# Definition and origin of “cross entropy”

Without citing sources, Wikipedia defines the cross-entropy of discrete distributions $P$ and $Q$ to be

\begin{align}
\mathrm{H}^{\times}(P; Q)
&= -\sum_x p(x)\, \log q(x).
\end{align}

Who was first to start using this quantity? And who invented this term? I looked in:

J. E. Shore and R. W. Johnson, “Axiomatic derivation of the principle of maximum entropy and the principle of minimum cross-entropy,” Information Theory, IEEE Transactions on, vol. 26, no. 1, pp. 26-37, Jan. 1980.
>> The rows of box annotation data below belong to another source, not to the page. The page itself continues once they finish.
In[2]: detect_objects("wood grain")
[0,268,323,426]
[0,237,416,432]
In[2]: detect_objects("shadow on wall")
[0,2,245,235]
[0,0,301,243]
I followed their introduction to

A. Wehrl, “General properties of entropy,” Reviews of Modern Physics, vol. 50, no. 2, pp. 221-260, Apr. 1978.

who never uses the term.

Neither does

S. Kullback and R. Leibler, “On information and sufficiency,” The Annals of Mathematical Statistics, vol. 22, no. 1, pp. 79-86, 1951.

I looked in

T. M. Cover and J. A. Thomas, Elements of Information Theory (Wiley Series in Telecommunications and Signal Processing). Wiley-Interscience, 2006.

and

I. Good, “Maximum Entropy for Hypothesis Formulation, Especially for Multidimensional Contingency Tables,” The Annals of Mathematical Statistics, vol. 34, no. 3, pp. 911-934, 1963.

but both papers define cross-entropy to be synonymous with KL-divergence.

The original paper

C. E. Shannon, “A Mathematical Theory of Communication,” Bell system technical journal, vol. 27, 1948.

Doesn’t mention cross entropy (and has a strange definition of “relative entropy”: “The ratio of the entropy of a source to the maximum value it could have while still restricted to the same symbols”).

Finally, I looked in some old books and papers by Tribus.

Does anyone know what the equation above is called, and who invented it or has a nice presentation of it?

It seems to be closely related to the concept of Kullback–Leibler divergence (see Kullback and Leibler, 1951). In their article Kullback and Leibler discuss the mean information for discriminating between two hypotheses (defined as $I_{1:2}(E)$ in eqs. $2.2-2.4$) and cite pp. 18-19 of Shannon and Weaver’s The Mathematical Theory of Communication (1949) and p. 76 of Wiener’s Cybernetics (1948).